2. Anche se tutti sembrano essere più esperti di te, Tu sei l'unica persona che può decidere cosa è meglio per te e per il tuo bimbo. Per cui ben vengano consigli di esperti sia riconosciuti sia parenti ed amici, ma le correnti sia mediche sia pedagogiche sono molte e nessuna di queste è una scienza esatta; per cui anche la teoria e la prospettiva più vicina a voi (come quella che noi sosteniamo di maternità naturale) deve essere fatta vostra, adattata alla vostra vita e personalità: w la nanna condivisa, ma prima di divorziare ci sono mille strategie e soluzioni per evitare che un dictat, una formula presente in una teoria, sia causa di profonda infelicità e frustrazione.

3. Prendersi cura dei propri figli è qualcosa di assolutamente fuori controllo: abbandoniamo radicalmente l'idea di programmare e organizzare tutto alla perfezione, così come aspettative di avere un bimbo che da subito dorme tutta la notte, perché magari quel bimbo modello, tanto tanto bravo che da tante soddisfazioni alla sua mamma, incomincia ad avere tre risvegli notturni a sei mesi! Il parto è forse il più grande esercizio per imparare a lasciarci andare come genitori: possiamo partorire in pochi minuti o impiegarci giorni, possiamo alzarci in piedi dopo un'oretta e uscire dalla sala parto camminando o avere un tempo di recupero molto più lungo! Forse i genitori più felici sono proprio quelli che invece di chiudere i propri figli in schemi precostituiti, vivono giorno per giorno, e invece di soffocare i momenti difficili provano a ribaltare la prospettiva e farsi una grossa grassa risata.

4. E' naturale sentirsi a volte arrabbiati, stremati, furiosi, tristi, esasperati, è innaturale dire che vada sempre tutto bene. Le neomamme lo sanno bene, ci sono sempre le super-mamme sempre con il sorriso smagliante, quelle che va sempre tutto bene, che il bambino è un amore, che dorme sempre e che tutto è meraviglioso. MENTONO!!!!!! mentono spudoratamente e forse sono proprio quelle le mamme che avrebbero più bisogno d'aiuto per riuscire a dire che a volte siamo stanchissime, che vorremmo tanto tornare a fare la doccia e le unghie senza cronometro, che quel cosino che piange oggi proprio non lo possiamo sopportare. tutto normale, tutto ok, fa parte dei giochi. più riusciamo a dirlo e a sentirci comprese meglio è.

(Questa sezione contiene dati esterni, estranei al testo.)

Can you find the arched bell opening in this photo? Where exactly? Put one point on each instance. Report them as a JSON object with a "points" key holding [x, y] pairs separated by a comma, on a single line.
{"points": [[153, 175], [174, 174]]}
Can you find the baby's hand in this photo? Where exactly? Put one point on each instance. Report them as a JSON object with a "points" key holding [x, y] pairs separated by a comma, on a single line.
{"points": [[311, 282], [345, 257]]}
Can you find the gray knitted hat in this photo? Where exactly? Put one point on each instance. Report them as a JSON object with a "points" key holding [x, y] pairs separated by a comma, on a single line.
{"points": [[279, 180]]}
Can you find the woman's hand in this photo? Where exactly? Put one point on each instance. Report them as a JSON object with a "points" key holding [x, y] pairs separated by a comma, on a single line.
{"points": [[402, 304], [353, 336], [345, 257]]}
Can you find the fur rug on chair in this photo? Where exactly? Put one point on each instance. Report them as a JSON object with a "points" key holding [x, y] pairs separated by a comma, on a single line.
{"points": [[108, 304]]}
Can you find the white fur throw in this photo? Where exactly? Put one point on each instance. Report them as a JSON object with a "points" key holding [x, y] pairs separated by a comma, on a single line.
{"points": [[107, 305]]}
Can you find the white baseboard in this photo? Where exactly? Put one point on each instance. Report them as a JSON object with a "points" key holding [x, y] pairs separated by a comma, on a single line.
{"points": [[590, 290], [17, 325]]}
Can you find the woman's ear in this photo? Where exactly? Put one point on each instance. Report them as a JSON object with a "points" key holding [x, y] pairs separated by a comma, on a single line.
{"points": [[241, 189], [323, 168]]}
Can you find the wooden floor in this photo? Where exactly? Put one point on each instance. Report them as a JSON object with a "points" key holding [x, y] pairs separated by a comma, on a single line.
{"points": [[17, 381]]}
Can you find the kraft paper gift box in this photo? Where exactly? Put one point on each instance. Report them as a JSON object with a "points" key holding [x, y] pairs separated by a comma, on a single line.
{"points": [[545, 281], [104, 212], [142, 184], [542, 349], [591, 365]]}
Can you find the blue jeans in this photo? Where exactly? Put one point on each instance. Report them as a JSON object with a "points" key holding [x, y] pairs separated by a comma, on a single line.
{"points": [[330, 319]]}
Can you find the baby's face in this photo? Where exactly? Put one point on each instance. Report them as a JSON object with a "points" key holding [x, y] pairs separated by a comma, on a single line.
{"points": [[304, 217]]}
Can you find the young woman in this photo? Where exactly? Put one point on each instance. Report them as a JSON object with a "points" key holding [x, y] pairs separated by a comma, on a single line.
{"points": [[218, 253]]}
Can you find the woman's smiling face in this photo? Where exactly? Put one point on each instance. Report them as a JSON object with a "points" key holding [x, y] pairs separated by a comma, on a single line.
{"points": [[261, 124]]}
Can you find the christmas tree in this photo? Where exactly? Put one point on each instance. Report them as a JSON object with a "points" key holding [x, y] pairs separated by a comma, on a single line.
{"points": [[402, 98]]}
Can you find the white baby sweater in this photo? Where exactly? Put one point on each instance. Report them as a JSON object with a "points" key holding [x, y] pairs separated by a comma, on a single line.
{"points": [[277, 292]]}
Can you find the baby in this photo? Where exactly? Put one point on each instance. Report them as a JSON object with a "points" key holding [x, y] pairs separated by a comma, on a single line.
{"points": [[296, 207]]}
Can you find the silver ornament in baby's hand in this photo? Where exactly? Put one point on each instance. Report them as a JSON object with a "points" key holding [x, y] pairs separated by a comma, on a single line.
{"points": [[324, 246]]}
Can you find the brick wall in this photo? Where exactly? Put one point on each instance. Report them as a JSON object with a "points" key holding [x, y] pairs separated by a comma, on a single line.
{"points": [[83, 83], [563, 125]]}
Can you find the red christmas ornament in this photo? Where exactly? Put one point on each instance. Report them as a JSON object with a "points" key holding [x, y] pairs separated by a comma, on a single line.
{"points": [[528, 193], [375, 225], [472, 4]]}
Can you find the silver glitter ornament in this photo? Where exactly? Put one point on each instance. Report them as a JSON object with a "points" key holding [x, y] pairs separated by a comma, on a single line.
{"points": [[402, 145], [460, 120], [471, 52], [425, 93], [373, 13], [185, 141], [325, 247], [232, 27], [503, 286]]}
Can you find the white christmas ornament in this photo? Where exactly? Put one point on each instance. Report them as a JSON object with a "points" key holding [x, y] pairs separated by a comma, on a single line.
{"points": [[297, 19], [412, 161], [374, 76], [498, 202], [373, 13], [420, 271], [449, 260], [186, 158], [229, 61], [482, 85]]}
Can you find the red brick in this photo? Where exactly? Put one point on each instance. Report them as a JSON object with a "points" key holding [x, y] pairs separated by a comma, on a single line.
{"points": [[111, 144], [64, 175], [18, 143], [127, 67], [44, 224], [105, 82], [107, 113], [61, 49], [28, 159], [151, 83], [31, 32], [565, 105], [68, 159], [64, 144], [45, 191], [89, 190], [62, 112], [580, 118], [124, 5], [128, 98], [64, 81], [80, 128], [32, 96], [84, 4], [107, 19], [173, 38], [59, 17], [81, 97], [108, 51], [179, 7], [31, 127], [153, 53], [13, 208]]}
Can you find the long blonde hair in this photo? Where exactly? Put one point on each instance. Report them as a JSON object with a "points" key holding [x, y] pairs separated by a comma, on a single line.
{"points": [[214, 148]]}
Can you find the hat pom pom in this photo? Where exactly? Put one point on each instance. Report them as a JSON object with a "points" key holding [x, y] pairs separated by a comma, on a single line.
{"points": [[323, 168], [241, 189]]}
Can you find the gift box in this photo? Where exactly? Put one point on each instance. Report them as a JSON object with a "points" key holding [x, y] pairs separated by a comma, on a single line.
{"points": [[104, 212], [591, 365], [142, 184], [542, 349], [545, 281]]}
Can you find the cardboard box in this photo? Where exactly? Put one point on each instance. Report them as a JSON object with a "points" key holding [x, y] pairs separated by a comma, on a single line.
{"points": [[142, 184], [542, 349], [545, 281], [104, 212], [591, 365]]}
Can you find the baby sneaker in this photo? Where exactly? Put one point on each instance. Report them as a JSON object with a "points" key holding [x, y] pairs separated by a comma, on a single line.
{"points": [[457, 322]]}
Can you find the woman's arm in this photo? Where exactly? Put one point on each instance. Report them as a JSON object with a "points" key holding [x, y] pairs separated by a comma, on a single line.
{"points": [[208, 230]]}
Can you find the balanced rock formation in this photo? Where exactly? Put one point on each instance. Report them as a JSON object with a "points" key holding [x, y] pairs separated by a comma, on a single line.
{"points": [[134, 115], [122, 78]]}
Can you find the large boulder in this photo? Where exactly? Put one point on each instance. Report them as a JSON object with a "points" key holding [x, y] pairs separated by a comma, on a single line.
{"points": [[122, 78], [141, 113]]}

5. i neonati non hanno vizi ma bisogni fisiologici. Dopo essere stati nove mesi nella pancia sempre a contatto con qualcosa, sempre sentendo rumori e sempre cullati dalla nostra camminata non hanno il vizio di stare in braccio, hanno il bisogno di stare in braccio e poter ricreare almeno in parte l'ambiente uterino. come vedremo non hanno il vizietto del seno, ma il bisogno del seno materno. non fanno il capriccetto perchè si svegliano la notte, ma il normale sviluppo del loro cervello li fa svegliare la notte. e poi il vizietto più brutto e fastidioso: sono TROPPO ATTACCATTI ALLA MAMMA. questo sembra proprio il più brutto perchè è colpa della mamma che non lo lasci andare con gli altri ed è troppo chioccia: si devono abituare fin da subito all'indipendenza e alla durezza del mondo vero? bene, vedremo come queste meravigliose perle di saggezza siano già state smentite 80 anni or sono da rigorose ricerche scientifiche ma... abbiate fede, prima o poi arriveranno anche alla zia Ignazia.

6. non ci sono bambini bravi, ci sono bambini più facili e scusate il termine "comodi" per i genitori e bambini che richiedono molta più energia. Scopriremo nelle prossime pagine che soffocare l'energia dei bambini non è la scelta migliore che possiamo fare, seppur molto comoda.

7. i neonati piangono, non piangono perché sono cattivelli o fanno i capriccetti, piangono perché non possono alzarsi dal lettino e fare quel ruttino che proprio da coricati anche noi adulti non riusciamo tanto a fare, diciamocelo. Così piangono perché non riescono a dire "Scusa mamma, sono tanto tanto stanco, talmente stanco che sono super eccitato e non riesco a dormire. Ti va se ci beviamo insieme un drink a luce soffusa così io mi rilasso e poi me ne vado a ronfare bellamente?".

8. siamo mamme sì, siamo mogli ma siamo sempre e comunque DONNE ed esseri umani, con delle precise esigenze fisiologiche e psicologiche; quelle cose basilari come dormire, lavarci, parlare con i nostri simili, coltivare qualcosa che non sia un DOVERE ASSOLUTO, non aver piacere di buttare via 20 anni di studio e dieci di lavoro, sbagliare piangere e rialzarsi... cucù, ci siamo anche noi, non dimentichiamocelo, perchè senza la donna non esiste la mamma.

9. mettiamo prima le persone delle cose: quando un pavimento sporco ci induce a una scenata isterica, punizioni e la mancanza di tempo costante per i nostri figli forse è il caso di rivalutare un po' il tutto. L'igiene è sicuramente un grande progresso della società contemporanea, ma non deve essere messo prima delle relazioni e dei nostri pupetti. i nostri bimbi sicuramente si ricorderanno dei momenti passati con noi e non di una casa super ordinata i cui pavimenti profumano di biancospino.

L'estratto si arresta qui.